TotalEnergies has signed two long-term power purchase agreements (PPAs) with Google to deliver 1 gigawatt (GW) of solar capacity in Texas. Over 15 years, the projects are expected to generate around 28 terawatt-hours (TWh) of renewable electricity.
The deal reflects a deeper shift in how the tech sector secures power for artificial intelligence, cloud services, and digital infrastructure. As AI workloads surge, electricity has become a strategic resource, and companies like Google are moving early to lock in supply.
The projects will be developed at two TotalEnergies-owned sites—Wichita and Mustang Creek—with construction scheduled to begin in the second quarter of 2026. Once operational, they will directly support Google’s growing data center footprint in Texas.
Texas: A Crucial Hub for Big Tech Power Demand
Texas has emerged as one of the world’s most important regions for data center expansion. Its abundant land, strong solar resources, and deregulated power market make it attractive for hyperscale data centers. However, demand is rising rapidly, and the grid is under pressure from AI-driven electricity loads, industrial expansion, and extreme weather events.

The Wichita solar farm, with a capacity of 805 megawatts (MW), and the Mustang Creek project, with 195 MW, together form one of TotalEnergies’ largest U.S. renewable commitments to a single corporate buyer. These projects will add new generation capacity rather than simply reallocating existing renewable energy credits, which is critical for grid stability.
By building new supply, TotalEnergies and Google are addressing a major challenge facing the power sector: ensuring that clean electricity growth keeps pace with surging demand.

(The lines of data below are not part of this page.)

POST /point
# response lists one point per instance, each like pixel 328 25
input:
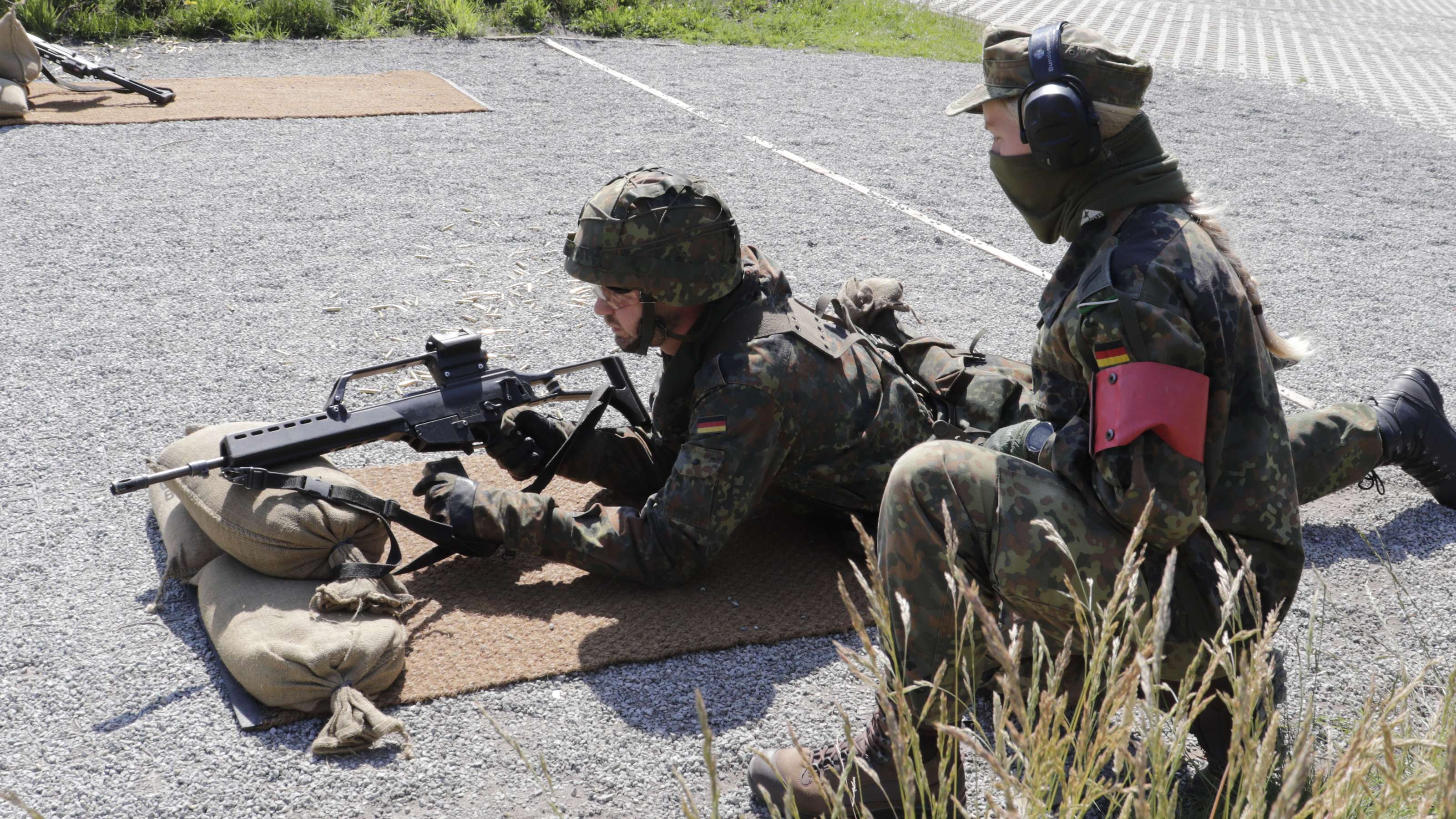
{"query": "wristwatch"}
pixel 1039 436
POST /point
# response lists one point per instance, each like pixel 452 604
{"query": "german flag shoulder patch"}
pixel 711 425
pixel 1112 353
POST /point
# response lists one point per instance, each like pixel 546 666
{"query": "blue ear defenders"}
pixel 1056 111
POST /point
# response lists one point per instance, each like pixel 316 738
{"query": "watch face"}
pixel 1037 436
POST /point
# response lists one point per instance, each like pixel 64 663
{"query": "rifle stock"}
pixel 79 66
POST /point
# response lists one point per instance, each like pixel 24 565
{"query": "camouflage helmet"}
pixel 1110 73
pixel 662 232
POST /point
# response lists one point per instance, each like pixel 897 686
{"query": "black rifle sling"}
pixel 391 512
pixel 385 509
pixel 596 407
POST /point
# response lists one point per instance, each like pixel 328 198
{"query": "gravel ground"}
pixel 178 273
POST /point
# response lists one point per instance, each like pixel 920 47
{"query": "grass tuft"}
pixel 874 27
pixel 1085 725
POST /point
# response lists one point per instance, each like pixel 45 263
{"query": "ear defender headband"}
pixel 1056 111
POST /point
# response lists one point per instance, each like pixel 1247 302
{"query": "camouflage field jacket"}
pixel 1192 311
pixel 771 415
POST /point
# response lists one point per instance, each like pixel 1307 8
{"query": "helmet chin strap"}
pixel 647 327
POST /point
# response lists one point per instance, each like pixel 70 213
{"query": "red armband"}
pixel 1130 400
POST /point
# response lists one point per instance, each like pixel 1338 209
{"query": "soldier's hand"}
pixel 526 440
pixel 867 299
pixel 436 489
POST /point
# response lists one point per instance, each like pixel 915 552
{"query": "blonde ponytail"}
pixel 1292 349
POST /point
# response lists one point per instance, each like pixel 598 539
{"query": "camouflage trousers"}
pixel 1002 511
pixel 1333 448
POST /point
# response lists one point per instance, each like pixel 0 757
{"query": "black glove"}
pixel 526 442
pixel 450 499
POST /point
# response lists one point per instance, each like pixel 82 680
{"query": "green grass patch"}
pixel 874 27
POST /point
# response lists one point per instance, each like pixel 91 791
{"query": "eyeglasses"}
pixel 617 298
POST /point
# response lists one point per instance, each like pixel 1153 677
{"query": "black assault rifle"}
pixel 78 66
pixel 464 410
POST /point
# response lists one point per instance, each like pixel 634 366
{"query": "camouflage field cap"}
pixel 660 232
pixel 1108 73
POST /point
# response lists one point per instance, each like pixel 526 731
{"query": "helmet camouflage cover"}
pixel 660 232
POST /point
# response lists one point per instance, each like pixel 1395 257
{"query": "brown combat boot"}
pixel 794 773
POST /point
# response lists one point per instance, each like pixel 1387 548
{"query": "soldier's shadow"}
pixel 777 581
pixel 1417 532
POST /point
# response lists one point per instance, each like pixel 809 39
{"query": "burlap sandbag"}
pixel 14 101
pixel 20 60
pixel 290 656
pixel 277 532
pixel 188 547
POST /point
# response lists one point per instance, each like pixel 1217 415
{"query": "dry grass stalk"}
pixel 1085 725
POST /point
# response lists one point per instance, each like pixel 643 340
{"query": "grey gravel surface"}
pixel 174 273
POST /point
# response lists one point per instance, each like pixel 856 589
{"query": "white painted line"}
pixel 810 165
pixel 844 180
pixel 1059 12
pixel 1324 63
pixel 1077 14
pixel 1028 18
pixel 1350 76
pixel 465 92
pixel 1148 27
pixel 1132 20
pixel 1283 57
pixel 995 14
pixel 1223 41
pixel 1299 49
pixel 1259 44
pixel 1183 37
pixel 1244 50
pixel 1163 37
pixel 1112 15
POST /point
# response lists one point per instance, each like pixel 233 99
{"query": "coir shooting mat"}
pixel 491 622
pixel 254 98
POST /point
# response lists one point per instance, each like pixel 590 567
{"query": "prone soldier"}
pixel 758 394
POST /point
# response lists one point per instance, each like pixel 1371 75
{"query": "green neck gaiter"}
pixel 1135 170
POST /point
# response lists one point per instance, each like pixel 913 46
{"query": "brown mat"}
pixel 488 622
pixel 254 98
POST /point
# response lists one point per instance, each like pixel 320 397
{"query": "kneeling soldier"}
pixel 1154 389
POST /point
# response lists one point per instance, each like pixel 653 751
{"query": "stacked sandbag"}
pixel 20 66
pixel 290 656
pixel 187 544
pixel 282 532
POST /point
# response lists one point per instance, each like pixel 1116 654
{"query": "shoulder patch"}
pixel 711 425
pixel 1112 353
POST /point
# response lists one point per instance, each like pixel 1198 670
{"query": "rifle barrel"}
pixel 143 481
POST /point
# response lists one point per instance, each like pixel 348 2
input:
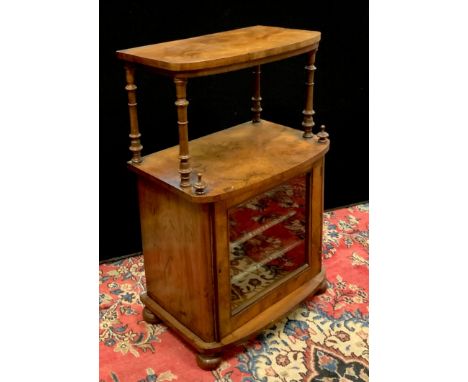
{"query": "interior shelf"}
pixel 267 239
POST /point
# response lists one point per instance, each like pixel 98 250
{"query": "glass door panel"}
pixel 267 237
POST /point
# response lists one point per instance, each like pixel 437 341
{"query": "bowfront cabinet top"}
pixel 223 51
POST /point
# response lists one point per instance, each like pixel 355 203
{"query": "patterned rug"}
pixel 324 340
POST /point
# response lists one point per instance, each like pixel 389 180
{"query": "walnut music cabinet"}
pixel 232 223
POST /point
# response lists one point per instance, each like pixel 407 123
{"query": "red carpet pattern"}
pixel 324 340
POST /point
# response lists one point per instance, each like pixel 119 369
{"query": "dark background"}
pixel 217 102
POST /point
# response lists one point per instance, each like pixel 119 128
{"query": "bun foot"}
pixel 322 287
pixel 150 317
pixel 208 361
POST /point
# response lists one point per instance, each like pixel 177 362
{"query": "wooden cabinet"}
pixel 231 222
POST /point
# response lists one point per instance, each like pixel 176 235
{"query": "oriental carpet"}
pixel 324 340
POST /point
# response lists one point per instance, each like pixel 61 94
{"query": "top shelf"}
pixel 224 51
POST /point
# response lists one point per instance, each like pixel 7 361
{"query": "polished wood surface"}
pixel 185 196
pixel 222 49
pixel 235 160
pixel 176 238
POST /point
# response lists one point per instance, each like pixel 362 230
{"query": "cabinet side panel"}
pixel 177 255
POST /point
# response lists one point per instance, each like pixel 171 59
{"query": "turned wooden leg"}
pixel 135 146
pixel 184 158
pixel 150 317
pixel 208 361
pixel 322 287
pixel 308 111
pixel 256 98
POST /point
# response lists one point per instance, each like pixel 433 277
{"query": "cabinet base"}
pixel 208 357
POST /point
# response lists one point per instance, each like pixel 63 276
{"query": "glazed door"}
pixel 273 246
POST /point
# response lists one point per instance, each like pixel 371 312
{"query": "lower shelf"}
pixel 249 329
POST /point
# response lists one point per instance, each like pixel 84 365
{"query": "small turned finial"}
pixel 200 185
pixel 323 135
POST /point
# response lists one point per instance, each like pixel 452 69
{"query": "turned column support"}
pixel 308 112
pixel 184 157
pixel 256 98
pixel 135 145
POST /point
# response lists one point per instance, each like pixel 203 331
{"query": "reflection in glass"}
pixel 267 239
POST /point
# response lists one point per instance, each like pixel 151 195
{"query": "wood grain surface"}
pixel 235 160
pixel 220 49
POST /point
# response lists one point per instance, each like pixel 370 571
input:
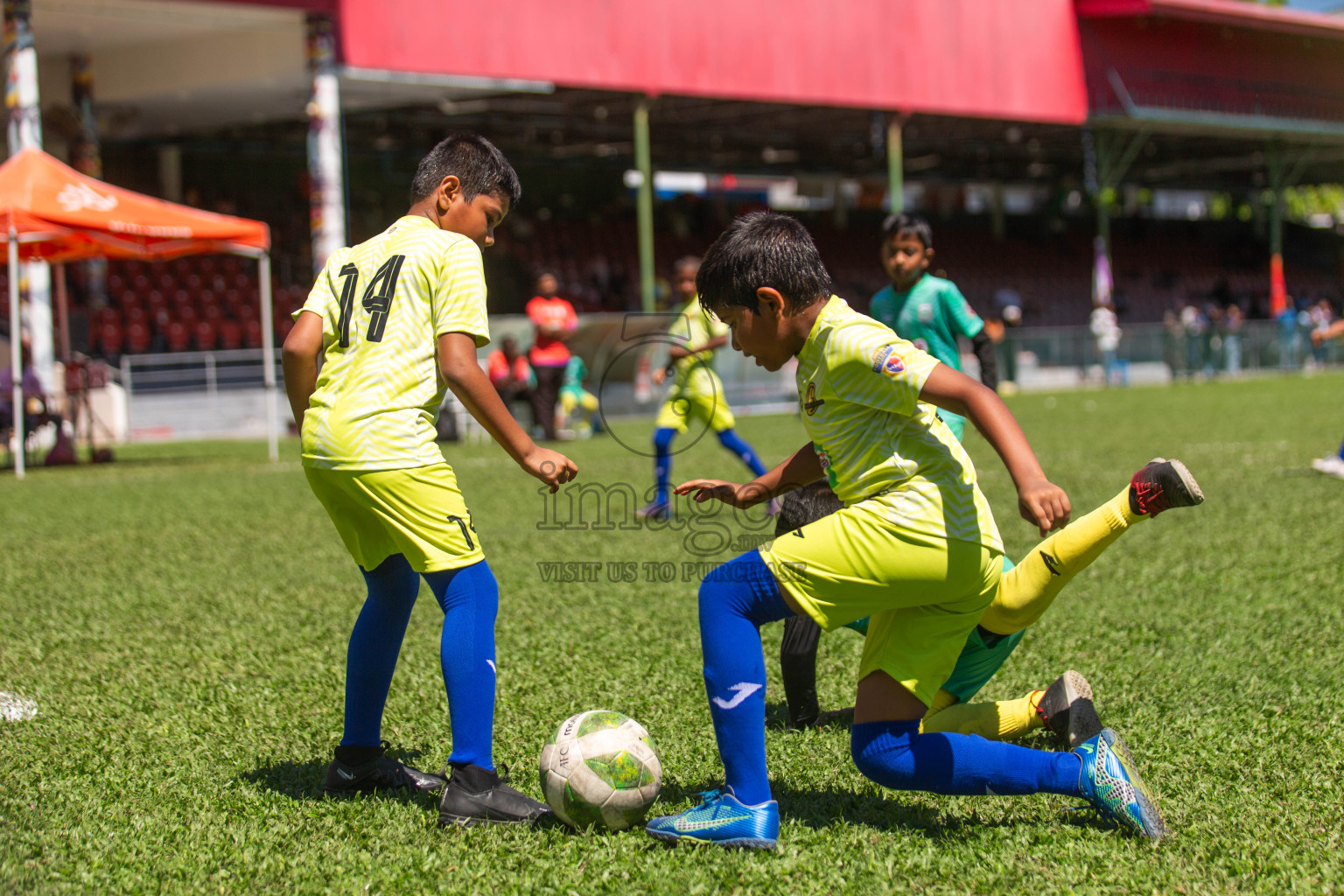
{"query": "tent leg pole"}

Corporate PPAs Are Now Shaping America’s Power Grid
Power purchase agreements were once seen as a financial tool for companies to claim renewable energy use. Today, they are becoming a core driver of grid expansion. Large corporate buyers are effectively acting as anchor investors for new energy infrastructure.
In this case, the 1 GW of solar PPAs complement another 1.2 GW of agreements recently secured by Clearway, a renewables developer half-owned by TotalEnergies. These deals span multiple U.S. grid regions, including ERCOT in Texas, PJM in the Northeast, and SPP in the Central U.S.
Together, these agreements illustrate how tech firms are diversifying their energy supply across regions to manage risk, hedge against price volatility, and ensure reliability.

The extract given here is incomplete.